Manx Litfest: Literature festival a 'great platform'
Authors from across the British Isles have described the first Isle of Man literature festival as a "great platform for writers and poets".
Thousands of people attended the four-day Manx Litfest, which incorporated a variety of talks from authors, poets and publishers.
Brighton-based author Neil Ansell said: "It was a fantastically organised event and a pleasure to be involved in."
Workshops, book launches and signings were also held throughout the festival.
Mr Ansell, who wrote Deep Country: Five Years in the Welsh Hills, after living for five years on his own, with no electricity, gas or water, continued: "The Isle of Man is a wonderful place with so much to celebrate.
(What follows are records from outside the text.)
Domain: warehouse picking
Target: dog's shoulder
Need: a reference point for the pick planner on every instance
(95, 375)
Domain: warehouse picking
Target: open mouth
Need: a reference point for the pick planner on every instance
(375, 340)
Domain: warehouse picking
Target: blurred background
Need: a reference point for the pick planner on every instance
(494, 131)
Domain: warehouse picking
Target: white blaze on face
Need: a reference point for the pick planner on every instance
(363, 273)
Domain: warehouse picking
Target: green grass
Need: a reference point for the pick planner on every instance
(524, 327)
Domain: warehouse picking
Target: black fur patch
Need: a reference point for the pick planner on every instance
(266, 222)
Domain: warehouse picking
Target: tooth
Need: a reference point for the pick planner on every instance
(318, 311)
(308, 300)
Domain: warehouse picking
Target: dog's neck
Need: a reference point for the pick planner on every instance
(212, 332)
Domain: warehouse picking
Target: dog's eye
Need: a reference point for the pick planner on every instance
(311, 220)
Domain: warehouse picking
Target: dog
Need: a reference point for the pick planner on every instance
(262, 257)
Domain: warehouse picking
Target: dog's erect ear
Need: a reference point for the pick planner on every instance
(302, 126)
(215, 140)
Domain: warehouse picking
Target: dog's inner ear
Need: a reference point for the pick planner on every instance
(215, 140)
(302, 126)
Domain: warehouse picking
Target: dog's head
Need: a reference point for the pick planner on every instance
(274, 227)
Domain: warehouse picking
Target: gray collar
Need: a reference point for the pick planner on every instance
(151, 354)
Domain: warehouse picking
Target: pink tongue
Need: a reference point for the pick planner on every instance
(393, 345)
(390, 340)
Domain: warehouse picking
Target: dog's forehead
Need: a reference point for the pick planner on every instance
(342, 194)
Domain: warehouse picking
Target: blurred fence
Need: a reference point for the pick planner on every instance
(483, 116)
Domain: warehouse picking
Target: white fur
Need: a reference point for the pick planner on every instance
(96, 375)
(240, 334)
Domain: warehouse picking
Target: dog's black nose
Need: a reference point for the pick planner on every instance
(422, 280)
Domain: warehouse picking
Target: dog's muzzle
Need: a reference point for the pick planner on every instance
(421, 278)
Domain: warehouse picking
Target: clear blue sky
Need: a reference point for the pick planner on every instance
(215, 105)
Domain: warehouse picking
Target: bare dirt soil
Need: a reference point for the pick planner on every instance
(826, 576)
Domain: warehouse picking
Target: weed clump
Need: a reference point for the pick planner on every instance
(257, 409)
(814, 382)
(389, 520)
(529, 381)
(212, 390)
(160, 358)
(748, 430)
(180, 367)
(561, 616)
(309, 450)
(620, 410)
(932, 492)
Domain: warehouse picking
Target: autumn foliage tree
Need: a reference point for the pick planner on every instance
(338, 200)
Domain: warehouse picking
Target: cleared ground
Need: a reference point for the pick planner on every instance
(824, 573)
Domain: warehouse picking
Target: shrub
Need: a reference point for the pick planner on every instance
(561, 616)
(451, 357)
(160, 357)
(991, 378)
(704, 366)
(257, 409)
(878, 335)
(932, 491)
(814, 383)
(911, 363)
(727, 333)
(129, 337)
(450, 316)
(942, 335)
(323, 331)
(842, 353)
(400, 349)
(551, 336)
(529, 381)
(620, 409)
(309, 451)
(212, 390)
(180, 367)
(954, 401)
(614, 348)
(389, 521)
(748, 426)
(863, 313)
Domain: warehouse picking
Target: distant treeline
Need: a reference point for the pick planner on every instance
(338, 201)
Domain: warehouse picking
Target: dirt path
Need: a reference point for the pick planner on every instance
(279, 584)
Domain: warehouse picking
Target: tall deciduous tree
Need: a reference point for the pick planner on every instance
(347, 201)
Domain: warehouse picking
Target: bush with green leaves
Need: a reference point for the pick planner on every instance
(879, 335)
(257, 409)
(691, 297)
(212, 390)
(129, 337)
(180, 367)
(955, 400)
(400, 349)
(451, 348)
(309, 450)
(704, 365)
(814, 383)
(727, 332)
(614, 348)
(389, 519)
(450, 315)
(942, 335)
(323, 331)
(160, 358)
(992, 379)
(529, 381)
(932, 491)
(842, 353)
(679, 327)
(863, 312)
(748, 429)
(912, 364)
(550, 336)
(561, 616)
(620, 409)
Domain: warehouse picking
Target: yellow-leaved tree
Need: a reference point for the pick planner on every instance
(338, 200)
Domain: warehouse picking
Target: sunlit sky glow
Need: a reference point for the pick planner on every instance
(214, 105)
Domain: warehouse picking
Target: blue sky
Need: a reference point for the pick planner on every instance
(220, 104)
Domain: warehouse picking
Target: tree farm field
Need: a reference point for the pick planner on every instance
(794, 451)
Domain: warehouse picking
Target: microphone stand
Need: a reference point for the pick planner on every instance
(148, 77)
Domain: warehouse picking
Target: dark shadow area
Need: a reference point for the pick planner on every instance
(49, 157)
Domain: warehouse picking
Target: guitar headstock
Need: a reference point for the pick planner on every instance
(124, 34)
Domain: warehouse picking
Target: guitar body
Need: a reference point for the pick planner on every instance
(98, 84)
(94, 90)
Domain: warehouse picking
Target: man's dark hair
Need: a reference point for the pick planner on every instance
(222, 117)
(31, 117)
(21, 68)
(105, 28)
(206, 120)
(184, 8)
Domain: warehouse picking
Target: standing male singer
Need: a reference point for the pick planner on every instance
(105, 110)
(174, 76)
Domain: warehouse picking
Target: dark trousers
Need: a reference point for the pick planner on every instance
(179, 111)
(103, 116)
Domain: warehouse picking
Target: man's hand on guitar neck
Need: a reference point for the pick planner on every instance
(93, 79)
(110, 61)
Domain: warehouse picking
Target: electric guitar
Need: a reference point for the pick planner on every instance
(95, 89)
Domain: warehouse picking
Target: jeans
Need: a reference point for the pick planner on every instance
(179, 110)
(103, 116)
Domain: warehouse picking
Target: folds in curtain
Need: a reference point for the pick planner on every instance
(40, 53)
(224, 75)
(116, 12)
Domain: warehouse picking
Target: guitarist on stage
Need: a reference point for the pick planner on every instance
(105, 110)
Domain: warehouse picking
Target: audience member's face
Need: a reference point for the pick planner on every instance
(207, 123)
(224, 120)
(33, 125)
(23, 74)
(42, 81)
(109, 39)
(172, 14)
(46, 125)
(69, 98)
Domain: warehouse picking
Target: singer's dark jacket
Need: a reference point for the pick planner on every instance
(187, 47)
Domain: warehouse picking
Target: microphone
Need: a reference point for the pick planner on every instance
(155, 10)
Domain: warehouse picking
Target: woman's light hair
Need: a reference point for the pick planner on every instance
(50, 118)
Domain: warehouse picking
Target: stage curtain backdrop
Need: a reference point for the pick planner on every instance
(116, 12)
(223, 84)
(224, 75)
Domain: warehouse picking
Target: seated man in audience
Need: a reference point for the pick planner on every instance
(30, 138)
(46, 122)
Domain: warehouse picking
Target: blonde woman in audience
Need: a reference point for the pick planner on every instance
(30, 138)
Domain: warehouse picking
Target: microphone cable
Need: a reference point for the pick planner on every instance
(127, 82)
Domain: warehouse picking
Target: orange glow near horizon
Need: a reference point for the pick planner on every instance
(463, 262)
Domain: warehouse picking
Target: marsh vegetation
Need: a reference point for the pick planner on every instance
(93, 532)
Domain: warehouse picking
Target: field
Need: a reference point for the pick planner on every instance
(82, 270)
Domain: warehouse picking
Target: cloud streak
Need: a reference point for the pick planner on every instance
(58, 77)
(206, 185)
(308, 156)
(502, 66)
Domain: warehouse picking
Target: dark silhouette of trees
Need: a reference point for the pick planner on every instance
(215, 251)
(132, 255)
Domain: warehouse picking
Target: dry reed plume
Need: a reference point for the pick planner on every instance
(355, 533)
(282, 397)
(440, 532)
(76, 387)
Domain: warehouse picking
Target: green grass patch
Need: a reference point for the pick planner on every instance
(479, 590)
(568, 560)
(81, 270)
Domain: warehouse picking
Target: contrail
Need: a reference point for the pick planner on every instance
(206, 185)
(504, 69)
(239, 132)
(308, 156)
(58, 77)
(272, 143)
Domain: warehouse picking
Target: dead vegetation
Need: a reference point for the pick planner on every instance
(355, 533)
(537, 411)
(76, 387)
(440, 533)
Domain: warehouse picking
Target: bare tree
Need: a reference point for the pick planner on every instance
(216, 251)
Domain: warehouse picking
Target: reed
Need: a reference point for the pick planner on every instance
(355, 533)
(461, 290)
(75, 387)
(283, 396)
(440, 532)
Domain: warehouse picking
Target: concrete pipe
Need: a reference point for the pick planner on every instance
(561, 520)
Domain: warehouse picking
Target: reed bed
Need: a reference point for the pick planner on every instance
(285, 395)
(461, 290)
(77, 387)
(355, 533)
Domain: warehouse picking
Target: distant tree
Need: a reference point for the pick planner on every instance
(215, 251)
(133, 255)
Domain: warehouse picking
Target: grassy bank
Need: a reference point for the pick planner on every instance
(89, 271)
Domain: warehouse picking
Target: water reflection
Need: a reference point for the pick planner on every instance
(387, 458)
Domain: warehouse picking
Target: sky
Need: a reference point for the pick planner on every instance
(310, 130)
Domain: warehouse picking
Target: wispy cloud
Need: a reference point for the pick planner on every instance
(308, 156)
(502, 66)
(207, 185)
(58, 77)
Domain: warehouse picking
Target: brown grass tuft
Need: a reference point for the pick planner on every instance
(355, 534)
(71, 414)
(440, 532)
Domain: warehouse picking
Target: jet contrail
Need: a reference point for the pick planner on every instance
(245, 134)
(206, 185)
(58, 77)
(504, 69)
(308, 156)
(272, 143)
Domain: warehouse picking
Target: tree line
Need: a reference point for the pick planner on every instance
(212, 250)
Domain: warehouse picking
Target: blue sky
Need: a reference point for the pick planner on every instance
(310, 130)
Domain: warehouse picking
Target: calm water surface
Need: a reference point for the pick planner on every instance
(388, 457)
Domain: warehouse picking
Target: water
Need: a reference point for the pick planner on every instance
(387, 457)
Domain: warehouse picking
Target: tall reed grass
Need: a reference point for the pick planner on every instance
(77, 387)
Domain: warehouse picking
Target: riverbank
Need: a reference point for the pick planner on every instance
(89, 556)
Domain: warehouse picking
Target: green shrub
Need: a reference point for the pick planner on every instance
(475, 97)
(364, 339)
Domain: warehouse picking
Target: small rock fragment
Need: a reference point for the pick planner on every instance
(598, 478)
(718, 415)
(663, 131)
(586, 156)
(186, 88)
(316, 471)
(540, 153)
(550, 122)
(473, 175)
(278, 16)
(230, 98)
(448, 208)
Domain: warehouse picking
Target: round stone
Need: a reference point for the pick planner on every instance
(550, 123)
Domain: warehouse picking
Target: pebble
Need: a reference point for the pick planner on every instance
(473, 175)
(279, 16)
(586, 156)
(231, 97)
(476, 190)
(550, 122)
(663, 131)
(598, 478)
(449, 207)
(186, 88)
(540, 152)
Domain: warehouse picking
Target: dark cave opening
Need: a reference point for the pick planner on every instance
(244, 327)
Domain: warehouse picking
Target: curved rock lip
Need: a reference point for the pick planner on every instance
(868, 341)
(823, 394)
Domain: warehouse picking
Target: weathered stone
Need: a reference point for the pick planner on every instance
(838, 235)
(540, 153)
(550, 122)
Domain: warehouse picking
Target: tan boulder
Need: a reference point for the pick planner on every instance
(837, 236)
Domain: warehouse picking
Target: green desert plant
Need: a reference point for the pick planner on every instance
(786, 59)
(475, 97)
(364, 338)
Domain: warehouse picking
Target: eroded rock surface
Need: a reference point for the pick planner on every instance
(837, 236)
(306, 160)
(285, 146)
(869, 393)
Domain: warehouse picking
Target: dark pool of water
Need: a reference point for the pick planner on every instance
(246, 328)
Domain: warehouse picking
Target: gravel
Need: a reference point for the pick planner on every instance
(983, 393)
"I have met some incredibly inspiring people at the festival."
Author and photographer Sarah Crowe was on the island at the start of a year-long journey.
The former university lecturer has sold her house, bought a camper van and plans to travel around the British Isles to find the "wild" places.
She said: "It has been an absolute pleasure to visit the Isle of Man and take part in the festival. If I can find more places like this it will be a great adventure."
Liverpool-born author Keith Salmon has self-published a book on his experiences as a Liverpool supporter, including his first hand experience of the Hillsborough disaster.
The writer, who now lives in Onchan said: "It's great for the island. It would have been nice to have a few more faces at some of the free talks, but I am sure it will grow over time. It is a real platform for writers and poets."
Local author, John Quirk came up with the the idea to hold a festival in 2010, after watching a talk by local crime writer Chris Ewan.
He said: "We are so proud of what has been achieved. It has been a steep learning curve.
Mr Quirk said the team will sit down for a debrief before working out how the festival can be improved for 2013.
Around 20 authors and poets from all over the British Isles took part. Among those visiting the island were the ex-BBC war correspondent Martin Bell, Tolkien scholar Colin Duriez and literary agent Peter Cox.
The event was funded through a £5,000 grant from the Manx Lottery Trust, as well as support by the Manx Heritage Foundation and the Isle of Man Arts Council.